Determinar cuánta carga tributaria debemos asumir como ciudadanos será siempre motivo de controversia porque la tributación surge de la colisión entre el derecho a la propiedad y el deber que todos tenemos de sostener las funciones del Estado. Como sociedad hemos decidido darle una potestad enorme al Estado al permitir que nos prive, periódicamente, de parte de nuestra propiedad. Pero como señaló Holmes en un famoso caso de la Corte Suprema estadounidense: “los tributos son el precio que pagamos por una sociedad civilizada”.
Sin embargo, no es un precio que debemos pagar ciegamente. Una tributación democrática no implica la simple cesión de nuestra propiedad, sino también que seamos parte de las decisiones que determinan cuánto cedemos, bajo qué criterios y para qué se usaran esos recursos. En el mejor de los mundos, este debate trascendental debería darse en un Congreso representativo de las distintas posiciones políticas de la ciudadanía y los congresistas estarían sometidos al control político de sus votantes y la opinión pública. El resultado sería un sistema tributario en el que los ciudadanos y empresas pagaríamos el nivel de tributos que como sociedad hemos considerado justo y pertinente para la clase de Estado que queremos. No es un sistema perfecto (la democracia nunca lo es), pero suena bastante bien.

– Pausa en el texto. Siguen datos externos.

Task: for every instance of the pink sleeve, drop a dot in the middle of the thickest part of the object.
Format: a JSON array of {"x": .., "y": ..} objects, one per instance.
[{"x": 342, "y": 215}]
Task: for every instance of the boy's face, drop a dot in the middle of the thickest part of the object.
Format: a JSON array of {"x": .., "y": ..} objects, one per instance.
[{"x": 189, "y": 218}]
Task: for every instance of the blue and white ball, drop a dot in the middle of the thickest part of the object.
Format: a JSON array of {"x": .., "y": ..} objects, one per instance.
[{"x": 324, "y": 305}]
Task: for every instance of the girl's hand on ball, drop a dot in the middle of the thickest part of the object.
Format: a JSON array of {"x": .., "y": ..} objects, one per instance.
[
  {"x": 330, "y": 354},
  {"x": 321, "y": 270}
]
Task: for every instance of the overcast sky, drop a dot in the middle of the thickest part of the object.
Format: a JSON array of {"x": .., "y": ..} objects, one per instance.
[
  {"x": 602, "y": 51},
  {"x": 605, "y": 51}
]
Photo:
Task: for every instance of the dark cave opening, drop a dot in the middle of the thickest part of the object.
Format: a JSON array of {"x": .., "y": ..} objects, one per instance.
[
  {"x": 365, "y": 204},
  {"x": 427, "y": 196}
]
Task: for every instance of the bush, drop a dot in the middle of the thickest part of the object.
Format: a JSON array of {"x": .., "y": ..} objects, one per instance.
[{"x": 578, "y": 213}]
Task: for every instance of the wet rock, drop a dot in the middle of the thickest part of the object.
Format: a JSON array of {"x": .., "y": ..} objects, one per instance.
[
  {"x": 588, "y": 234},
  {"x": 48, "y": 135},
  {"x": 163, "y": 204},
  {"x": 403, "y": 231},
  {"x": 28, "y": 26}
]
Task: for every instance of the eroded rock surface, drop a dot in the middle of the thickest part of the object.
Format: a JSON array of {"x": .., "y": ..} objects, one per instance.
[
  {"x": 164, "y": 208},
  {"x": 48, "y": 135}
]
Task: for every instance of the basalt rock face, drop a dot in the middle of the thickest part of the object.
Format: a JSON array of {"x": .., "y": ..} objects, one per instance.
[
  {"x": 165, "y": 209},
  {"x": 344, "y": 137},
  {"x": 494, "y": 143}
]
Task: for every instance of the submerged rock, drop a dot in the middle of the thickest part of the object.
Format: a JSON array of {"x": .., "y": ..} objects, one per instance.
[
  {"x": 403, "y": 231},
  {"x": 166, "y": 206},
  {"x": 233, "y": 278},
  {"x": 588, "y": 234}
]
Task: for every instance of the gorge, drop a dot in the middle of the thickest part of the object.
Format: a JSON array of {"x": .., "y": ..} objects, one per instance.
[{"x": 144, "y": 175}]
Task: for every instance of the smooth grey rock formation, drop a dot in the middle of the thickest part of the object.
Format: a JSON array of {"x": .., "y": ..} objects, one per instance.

Esto está lejos de pasar. La desconfianza en el Congreso ha generado que la ciudadanía haya permitido que, sistemáticamente, las facultades de legislar en materia tributaria pasen al MEF. Éste ha adoptado la costumbre de, luego de recibir amplias potestades, promulgar reformas tributarias de gran calado entre Navidad y Año Nuevo. Y aunque tenemos muy buenos funcionarios en el MEF, esta forma poco transparente de emitir normas tributarias es poco democrática, no permite un adecuado control ciudadano y no le da la oportunidad a los expertos y la sociedad civil de identificar potenciales problemas en las normas.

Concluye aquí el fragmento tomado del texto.